Три повести о любви
Шрифт:
— Разное говорят. Но лучше вы уж спросите у него самого. Вон он подышать свежим воздухом вышел… Сейчас позову его… Борисыч!
Тот вздрогнул и обернулся.
— Подымись-ка на минутку!
Бывший официант покачнулся и нетвердыми шагами двинулся к валунам.
— Начали с вас и не заметили, как перешли на других, — сказал Аркадий. — Придется еще разок вернуться.
— Опять, что ли, будете спрашивать о родных? — усмехнулся Горячев.
— Ну что вы! Так, немножко пройдемся по
— Это можно…
Олег Борисович еще был под хмельком. Аркадий и Горячев втащили его на пригорок, усадили на скамейку.
— Да, да, я расскажу вам свою жизнь, — обрадовался он, узнав, что им также заинтересовался приезжий журналист, — и вы напишете обо мне книгу.
Аркадий и Горячев переглянулись.
— Я покажу вам фотографии, — продолжал Олег Борисович, — на которых я снят в разное время, начиная с тридцатых годов…
У него неожиданно зачесались ладони, и он ожесточенно поскреб их ногтями.
— Я долго скрывал свое социальное происхождение. Теперь оно уже никого не пугает. Даже начальников отдела кадров. Мой отец был колчаковский офицер. Прапорщик!

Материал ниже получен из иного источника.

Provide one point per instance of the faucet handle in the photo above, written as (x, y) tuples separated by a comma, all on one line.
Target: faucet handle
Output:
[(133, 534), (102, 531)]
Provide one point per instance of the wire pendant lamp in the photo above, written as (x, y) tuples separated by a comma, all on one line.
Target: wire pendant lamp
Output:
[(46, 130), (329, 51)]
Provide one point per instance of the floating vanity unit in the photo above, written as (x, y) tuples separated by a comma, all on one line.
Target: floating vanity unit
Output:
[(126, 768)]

— Простите… Мариш, иди послушай! — крикнул Аркадий жене, собиравшей цветы: разговор обещал быть интересным. — Быстрей!
— Сейчас! — ответила она, все так же не спеша переходя с одного места на другое.

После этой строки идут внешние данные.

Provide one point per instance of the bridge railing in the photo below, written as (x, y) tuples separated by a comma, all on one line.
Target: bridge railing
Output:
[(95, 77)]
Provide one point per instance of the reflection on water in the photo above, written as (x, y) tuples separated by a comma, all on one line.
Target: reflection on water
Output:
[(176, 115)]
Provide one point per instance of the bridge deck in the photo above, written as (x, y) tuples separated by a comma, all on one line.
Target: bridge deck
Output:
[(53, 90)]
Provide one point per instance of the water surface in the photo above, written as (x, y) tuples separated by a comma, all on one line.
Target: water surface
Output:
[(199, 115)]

— Ее не дождешься, — сказал Аркадий.
Ему показалось, что в голубых глазах Горячева вспыхнула и тут же погасла какая-то затаенная мысль.

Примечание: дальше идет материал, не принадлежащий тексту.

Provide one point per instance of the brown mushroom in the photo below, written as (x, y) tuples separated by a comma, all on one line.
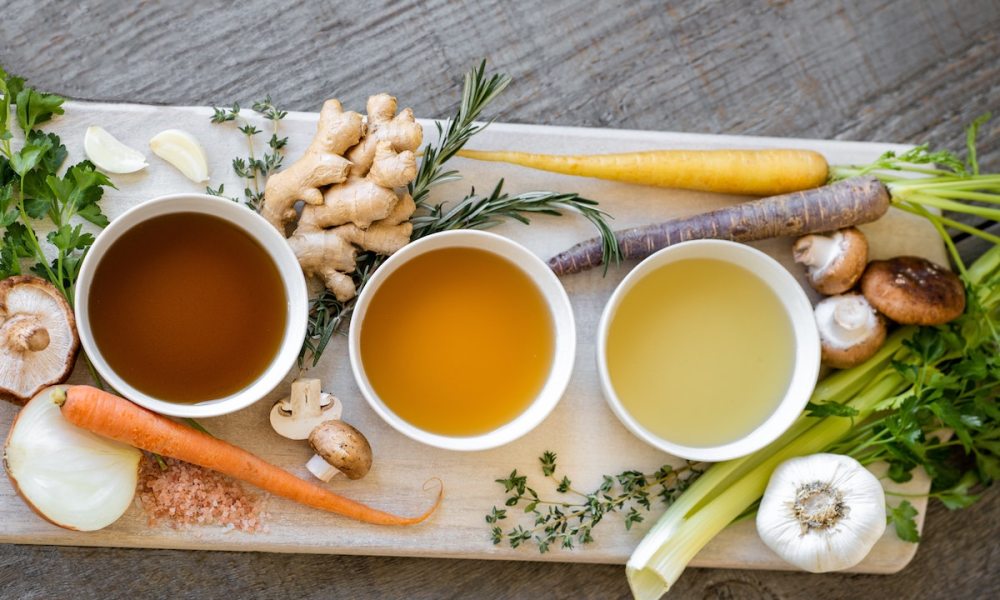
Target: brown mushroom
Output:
[(834, 262), (850, 330), (38, 340), (913, 291), (340, 448)]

— Он никого не вешал, не убивал, — продолжал исповедоваться Олег Борисович. — Он был тихий человек. Интендант. По маминым рассказам, он даже красть не умел. Да и потом не научился. Еще до войны он стал главным бухгалтером рыбокомбината. Его помнят многие…
— Давеча Алексей Дмитриевич вспоминал его, — сказал Горячев. — Говорил: ни за что не подумаешь, что у Колчака служил.
— Никто, ни один человек не знал об этом, — вскинул голову Олег Борисович.
— Зато теперь все знают, — заметил Горячев.
— Посмертно!
— Да и живи он сейчас, все одно не тронули бы.
— Теперь — да!
— А и раньше тоже.
— Я уважаю Афоню. Он самый добрый человек на этих берегах. Но в текущей политике он… вот!
И Олег Борисович постучал костяшками пальцев по скамеечке.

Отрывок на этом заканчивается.